The new law not only gives a new meaning to the term “semi-automatic assault rifle (SAR),” but it also prohibits the transfers or sales of these rifles to anyone under the age of 21 and requires extended background checks and waiting periods, along with required trainings. Under the new definition of a SAR, your everyday hunting rifles are now classified as semi-automatic assault rifles, making it impossible for legal hunters under the age of 21 to purchase rifles specifically intended to be used for hunting.
While for some this may be a positive step towards firearm safety, to others it is a hinderance to their way of life.
Washington resident and long-time hunter Amy McNealy is concerned with certain aspects of I-1639. “As a single woman living in a very rural area, I depend on my firearms for both personal safety as well as hunting so I can provide food for myself and my family. I-1639 negatively impacts the ability for legal gun owners like myself to maintain our way of life and ensure our personal safety.”
The California Condor, also commonly known as the vulture, has caused some controversial opinions throughout the state. Originally, it was thought that lead ruminants in gut piles from hunting ammunition were the biggest cause to the decline in the population. However, since 2008, when phase 1 of the non-lead ammunition law was put into place, the vulture population has still decreased.

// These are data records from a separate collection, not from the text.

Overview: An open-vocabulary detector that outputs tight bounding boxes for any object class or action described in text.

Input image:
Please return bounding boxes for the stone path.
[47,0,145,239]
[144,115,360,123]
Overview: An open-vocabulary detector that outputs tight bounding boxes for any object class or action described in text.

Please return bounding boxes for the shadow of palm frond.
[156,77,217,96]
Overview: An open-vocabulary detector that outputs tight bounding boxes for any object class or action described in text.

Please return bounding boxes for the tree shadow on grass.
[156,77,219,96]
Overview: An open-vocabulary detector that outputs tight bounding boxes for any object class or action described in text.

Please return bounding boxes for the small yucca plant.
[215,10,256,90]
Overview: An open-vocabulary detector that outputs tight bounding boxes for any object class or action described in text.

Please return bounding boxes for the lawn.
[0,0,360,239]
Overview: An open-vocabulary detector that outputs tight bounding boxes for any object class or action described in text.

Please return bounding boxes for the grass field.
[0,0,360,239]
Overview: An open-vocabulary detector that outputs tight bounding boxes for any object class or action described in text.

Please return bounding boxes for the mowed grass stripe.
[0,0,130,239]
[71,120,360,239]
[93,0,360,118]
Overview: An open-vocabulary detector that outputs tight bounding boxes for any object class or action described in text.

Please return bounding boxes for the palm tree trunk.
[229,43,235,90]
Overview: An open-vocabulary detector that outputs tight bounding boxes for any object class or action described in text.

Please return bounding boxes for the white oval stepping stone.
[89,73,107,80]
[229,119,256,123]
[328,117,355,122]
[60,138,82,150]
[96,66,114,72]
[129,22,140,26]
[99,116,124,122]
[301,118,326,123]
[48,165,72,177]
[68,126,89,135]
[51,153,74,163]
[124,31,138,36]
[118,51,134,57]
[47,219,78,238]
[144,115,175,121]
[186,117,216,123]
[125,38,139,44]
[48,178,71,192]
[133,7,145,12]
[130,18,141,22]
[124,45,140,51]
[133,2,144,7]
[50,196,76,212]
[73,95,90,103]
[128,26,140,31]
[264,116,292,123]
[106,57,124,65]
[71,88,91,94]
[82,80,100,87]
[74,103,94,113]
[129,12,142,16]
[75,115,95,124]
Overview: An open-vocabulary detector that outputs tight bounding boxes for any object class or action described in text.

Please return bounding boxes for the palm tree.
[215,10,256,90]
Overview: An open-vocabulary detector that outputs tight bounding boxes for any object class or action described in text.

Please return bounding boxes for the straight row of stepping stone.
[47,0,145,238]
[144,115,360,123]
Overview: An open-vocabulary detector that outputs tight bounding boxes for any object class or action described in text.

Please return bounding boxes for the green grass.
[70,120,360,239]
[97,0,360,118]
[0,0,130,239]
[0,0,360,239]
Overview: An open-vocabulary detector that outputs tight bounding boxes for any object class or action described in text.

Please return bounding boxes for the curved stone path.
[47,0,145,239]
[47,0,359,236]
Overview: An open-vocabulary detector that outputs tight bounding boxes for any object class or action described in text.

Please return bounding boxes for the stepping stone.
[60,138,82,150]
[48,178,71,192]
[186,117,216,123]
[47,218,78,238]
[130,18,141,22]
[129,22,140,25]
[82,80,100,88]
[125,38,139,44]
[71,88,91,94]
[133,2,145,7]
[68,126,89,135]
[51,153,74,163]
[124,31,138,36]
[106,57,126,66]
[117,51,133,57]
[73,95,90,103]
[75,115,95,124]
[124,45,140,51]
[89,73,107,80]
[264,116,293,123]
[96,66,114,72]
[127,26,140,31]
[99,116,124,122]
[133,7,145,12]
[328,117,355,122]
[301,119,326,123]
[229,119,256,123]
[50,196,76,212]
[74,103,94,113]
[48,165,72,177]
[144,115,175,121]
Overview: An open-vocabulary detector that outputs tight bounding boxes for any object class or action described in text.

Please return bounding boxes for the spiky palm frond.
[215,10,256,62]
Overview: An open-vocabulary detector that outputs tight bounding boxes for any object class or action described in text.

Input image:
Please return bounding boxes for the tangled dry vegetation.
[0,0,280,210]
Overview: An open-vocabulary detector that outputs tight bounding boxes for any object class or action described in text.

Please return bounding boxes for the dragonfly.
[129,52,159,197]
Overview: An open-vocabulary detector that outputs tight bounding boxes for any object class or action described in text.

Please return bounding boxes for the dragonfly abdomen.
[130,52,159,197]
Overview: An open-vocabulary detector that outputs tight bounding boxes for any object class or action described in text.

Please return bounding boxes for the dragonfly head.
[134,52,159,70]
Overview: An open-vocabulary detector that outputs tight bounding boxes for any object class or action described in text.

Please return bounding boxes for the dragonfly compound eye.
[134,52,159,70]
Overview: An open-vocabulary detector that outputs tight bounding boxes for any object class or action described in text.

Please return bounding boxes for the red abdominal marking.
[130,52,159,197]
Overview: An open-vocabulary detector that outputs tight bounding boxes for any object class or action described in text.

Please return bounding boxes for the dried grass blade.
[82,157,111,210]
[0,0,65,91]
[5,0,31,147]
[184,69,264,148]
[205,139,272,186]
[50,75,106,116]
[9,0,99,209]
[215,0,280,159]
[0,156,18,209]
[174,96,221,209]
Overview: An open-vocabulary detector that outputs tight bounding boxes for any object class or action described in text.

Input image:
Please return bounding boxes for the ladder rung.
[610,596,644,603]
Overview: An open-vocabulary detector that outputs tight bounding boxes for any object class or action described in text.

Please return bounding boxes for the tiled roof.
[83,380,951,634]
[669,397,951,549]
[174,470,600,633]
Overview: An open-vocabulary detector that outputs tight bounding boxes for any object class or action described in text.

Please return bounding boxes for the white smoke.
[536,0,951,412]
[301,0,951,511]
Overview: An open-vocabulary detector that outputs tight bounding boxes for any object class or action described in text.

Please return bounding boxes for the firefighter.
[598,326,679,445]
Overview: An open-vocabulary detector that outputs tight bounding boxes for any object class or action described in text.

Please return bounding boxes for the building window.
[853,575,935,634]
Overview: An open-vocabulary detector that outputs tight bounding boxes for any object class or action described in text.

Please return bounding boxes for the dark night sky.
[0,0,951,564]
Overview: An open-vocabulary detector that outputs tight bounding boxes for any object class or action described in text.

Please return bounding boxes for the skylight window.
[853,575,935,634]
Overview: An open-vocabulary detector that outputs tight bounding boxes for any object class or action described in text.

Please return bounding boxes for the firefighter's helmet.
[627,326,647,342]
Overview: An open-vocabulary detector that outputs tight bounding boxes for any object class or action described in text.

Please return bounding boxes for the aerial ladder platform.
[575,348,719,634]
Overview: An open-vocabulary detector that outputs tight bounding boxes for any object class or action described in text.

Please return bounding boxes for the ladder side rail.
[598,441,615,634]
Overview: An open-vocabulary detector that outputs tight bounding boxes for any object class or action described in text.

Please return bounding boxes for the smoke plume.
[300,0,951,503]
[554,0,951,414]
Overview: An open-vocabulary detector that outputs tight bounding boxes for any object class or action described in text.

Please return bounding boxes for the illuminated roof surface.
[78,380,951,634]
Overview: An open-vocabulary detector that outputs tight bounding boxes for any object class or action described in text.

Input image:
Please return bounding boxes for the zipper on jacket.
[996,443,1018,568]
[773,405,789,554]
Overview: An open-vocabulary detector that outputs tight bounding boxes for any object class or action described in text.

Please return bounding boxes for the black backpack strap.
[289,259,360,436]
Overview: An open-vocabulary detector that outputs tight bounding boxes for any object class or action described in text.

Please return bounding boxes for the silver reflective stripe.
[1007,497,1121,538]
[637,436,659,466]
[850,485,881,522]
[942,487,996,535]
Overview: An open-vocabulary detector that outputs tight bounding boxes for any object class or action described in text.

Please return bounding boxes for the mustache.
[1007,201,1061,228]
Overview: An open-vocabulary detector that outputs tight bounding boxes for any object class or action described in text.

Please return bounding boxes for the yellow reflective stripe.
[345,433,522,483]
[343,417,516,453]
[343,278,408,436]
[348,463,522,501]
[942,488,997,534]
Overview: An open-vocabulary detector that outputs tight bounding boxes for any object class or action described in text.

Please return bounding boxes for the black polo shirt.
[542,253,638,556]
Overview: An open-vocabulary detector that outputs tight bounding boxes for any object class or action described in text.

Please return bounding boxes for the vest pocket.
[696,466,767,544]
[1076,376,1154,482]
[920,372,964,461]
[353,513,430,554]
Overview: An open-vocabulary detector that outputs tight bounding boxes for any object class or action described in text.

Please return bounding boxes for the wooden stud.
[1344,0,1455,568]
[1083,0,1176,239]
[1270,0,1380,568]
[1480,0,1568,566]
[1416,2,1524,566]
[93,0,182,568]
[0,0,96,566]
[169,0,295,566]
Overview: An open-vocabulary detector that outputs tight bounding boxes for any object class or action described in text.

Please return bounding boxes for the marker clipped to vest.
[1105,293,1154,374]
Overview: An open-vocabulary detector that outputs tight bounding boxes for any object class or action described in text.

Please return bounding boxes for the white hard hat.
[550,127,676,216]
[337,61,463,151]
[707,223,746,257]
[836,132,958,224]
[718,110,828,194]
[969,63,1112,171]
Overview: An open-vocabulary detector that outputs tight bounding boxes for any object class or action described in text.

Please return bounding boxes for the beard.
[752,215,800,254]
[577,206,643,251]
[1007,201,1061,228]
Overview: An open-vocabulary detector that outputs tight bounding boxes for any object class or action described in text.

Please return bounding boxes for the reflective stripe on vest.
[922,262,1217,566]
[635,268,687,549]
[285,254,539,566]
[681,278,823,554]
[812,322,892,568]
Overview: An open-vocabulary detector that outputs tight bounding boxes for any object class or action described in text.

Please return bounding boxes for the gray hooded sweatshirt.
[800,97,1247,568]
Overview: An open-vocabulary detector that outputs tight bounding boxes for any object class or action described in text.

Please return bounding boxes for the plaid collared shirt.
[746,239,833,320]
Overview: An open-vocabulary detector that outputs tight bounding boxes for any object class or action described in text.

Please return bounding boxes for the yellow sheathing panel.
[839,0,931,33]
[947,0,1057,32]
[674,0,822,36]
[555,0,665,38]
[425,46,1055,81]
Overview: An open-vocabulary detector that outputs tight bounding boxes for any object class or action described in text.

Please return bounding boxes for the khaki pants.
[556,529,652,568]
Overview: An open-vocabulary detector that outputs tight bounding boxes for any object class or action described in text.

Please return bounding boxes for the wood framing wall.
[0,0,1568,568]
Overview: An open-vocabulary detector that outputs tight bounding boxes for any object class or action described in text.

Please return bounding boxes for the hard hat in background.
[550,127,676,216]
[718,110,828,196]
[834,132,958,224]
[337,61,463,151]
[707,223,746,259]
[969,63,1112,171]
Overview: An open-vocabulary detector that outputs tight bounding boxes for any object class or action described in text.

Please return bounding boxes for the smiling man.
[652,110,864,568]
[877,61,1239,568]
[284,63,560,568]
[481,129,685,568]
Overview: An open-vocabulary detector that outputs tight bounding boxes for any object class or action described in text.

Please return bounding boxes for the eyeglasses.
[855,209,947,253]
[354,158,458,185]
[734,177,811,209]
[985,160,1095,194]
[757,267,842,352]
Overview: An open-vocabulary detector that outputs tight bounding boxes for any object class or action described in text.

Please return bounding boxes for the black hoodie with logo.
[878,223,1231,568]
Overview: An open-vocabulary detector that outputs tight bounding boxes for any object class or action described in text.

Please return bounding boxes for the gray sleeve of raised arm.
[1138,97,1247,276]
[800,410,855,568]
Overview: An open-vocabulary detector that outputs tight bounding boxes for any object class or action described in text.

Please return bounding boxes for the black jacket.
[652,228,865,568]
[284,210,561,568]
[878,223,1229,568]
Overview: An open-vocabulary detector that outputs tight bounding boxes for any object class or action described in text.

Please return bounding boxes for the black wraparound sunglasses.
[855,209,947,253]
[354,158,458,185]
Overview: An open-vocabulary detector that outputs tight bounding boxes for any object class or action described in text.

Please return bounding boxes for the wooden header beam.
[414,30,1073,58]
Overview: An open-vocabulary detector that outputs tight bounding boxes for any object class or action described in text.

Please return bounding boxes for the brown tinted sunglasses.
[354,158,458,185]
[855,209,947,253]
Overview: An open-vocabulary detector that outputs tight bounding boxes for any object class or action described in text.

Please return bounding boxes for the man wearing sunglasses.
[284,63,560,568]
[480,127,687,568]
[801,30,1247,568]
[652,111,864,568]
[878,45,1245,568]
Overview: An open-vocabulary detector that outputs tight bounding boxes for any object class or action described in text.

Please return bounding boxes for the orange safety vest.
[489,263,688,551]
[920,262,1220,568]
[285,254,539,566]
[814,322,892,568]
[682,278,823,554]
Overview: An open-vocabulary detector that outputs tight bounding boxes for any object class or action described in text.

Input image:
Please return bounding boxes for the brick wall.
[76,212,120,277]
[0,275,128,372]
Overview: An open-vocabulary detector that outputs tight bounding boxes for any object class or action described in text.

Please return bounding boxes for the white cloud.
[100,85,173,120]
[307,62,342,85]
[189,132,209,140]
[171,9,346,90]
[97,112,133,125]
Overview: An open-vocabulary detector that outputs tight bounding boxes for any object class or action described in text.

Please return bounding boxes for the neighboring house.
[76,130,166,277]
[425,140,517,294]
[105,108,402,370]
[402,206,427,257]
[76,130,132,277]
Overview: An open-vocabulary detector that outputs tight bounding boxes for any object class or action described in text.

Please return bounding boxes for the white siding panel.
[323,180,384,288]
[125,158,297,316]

A study conducted after phase 1 stated that even after 100% of hunters were said to be in compliance with the law, the lead levels in the condors were still above 50%, when they should be well below 30% if ammunition was the sole cause. This leads us to believe there is another source causing the lead poisoning in the California Condors.
Nate Thompson, an avid California hunter, weighed in on hunting solely with lead-free ammunition, stating, “while non-lead bullets have come a long ways and some hunters actually prefer them, it doesn’t allow the hunter to necessarily choose the best bullet for the application. This ban limits the hunters on what tools they can use to provide an ethical harvest.”
Thompson’s concern is that a lot of lead-free bullets have lower expansion rates and take a higher minimum velocity to expand and get maximum performance. Therefore, lead-free bullets might not be the ethical choice for every hunting situation.
By July 1st, the Assembly Bill 711 phase 3 will be fully implemented and in effect, making California the first 100% lead-free state when hunting with firearms.
More information on each of these laws can be found via the state’s Department of Fish and Wildlife website. Along with the information provided above, we suggest you do your own research on each individual subject.